[Pallas:MGPU] Align TMEM allocations to 16 bytes

apaszke · Google-ML-Automation · commit a58d72cfdcd4 · 2025-07-11T01:11:35.000-07:00
This does not seem to be documented very well, but many tcgen05 instructions
seem to assume that the TMEM addresses they receive are aligned to 16-byte
boundaries.

PiperOrigin-RevId: 781488939
diff --git a/jax/_src/pallas/mosaic_gpu/core.py b/jax/_src/pallas/mosaic_gpu/core.py
@@ -57,6 +57,7 @@
 # sensitive to alignment and while this is quite conservative, it gets the job
 # done. We should make this more refined in the future.
 SMEM_ALIGNMENT = 1024
+TMEM_COL_ALIGNMENT = 4
 
 
 def is_trivial_index(idx, shape) -> bool:
@@ -307,7 +308,8 @@ def _ref_group_tmem_col_size(refs: _GPUMemoryRefTree) -> int:
   """
   ncols = 0
   for ref in jax.tree.leaves(refs):
-    ncols += ref.layout.cols_in_shape(ref.shape, dtypes.bit_width(ref.dtype))
+    ref_ncols = ref.layout.cols_in_shape(ref.shape, dtypes.bit_width(ref.dtype))

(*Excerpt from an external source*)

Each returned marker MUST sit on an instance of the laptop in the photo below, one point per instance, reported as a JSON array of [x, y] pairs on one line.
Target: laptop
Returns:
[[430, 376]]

+    ncols += align_to(ref_ncols, TMEM_COL_ALIGNMENT)
   return ncols
 
 
@@ -365,6 +367,7 @@ def flatten_ref_union(ref_union: AbstractRefUnion) -> tuple[_Ref, ...]:
     for ref_group in ref_union.refs:
       col_offset = 0
       for ref in jax.tree.leaves(ref_group):
+        col_offset = align_to(col_offset, TMEM_COL_ALIGNMENT)

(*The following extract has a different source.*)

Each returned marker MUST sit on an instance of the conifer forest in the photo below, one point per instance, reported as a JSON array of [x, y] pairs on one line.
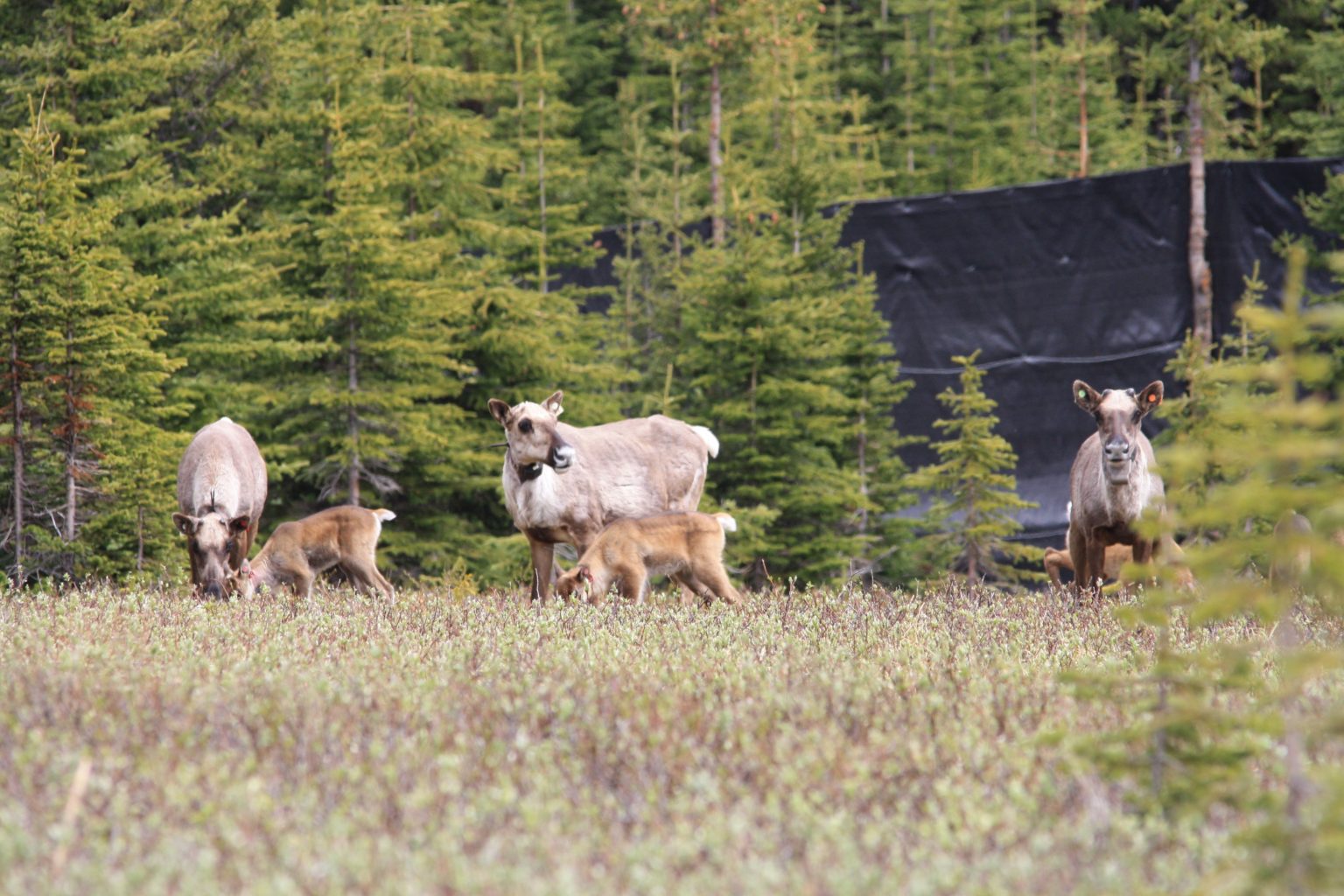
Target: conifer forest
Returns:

         if not isinstance(ref, pallas_core.TransformedRef):
           ref = pallas_core.TransformedRef(ref, transforms=())
         ncols = ref.layout.cols_in_shape(ref.shape, dtypes.bit_width(ref.dtype))

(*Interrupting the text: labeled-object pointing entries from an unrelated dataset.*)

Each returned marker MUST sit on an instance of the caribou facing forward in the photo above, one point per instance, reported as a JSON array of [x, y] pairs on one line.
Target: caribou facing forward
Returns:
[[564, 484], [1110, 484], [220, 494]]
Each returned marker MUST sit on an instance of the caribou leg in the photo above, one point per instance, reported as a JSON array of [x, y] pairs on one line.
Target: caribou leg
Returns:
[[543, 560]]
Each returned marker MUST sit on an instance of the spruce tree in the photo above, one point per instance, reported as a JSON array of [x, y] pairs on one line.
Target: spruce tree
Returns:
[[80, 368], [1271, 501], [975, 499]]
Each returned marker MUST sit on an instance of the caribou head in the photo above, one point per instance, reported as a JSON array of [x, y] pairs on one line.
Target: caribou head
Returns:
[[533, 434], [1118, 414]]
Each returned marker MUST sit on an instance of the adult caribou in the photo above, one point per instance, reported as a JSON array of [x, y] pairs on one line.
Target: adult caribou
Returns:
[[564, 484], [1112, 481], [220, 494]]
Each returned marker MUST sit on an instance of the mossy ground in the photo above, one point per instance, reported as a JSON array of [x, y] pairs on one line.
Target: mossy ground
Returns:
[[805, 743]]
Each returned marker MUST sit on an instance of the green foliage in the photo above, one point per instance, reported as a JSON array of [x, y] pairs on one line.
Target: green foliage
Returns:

diff --git a/jax/_src/pallas/mosaic_gpu/lowering.py b/jax/_src/pallas/mosaic_gpu/lowering.py
@@ -305,9 +305,6 @@ def _run_scoped_resource_estimator(
     if aval.memory_space == gpu_core.TMEM:
       if len(aval.shape) != 2:
         raise ValueError(f"TMEM allocations must be 2D. Got {aval.shape}")
-      if aval.shape[0] not in (64, 128):
-        raise ValueError(
-            f"TMEM shape[0] must be 64 or 128. Got {aval.shape[0]}.")
       # Estimate columns used.
       if isinstance(aval, gpu_core.AbstractRefUnion):
         assert aval.shape[0] == 128
@@ -316,8 +313,6 @@ def _run_scoped_resource_estimator(
         cols_used = aval.layout.cols_in_shape(
             aval.shape, dtypes.bit_width(aval.dtype)
         )
-      # TODO(apaszke): Remove this. We only need to align the outermost allocation.
-      cols_used = tcgen05._alloc_ncols(cols_used, exact=False)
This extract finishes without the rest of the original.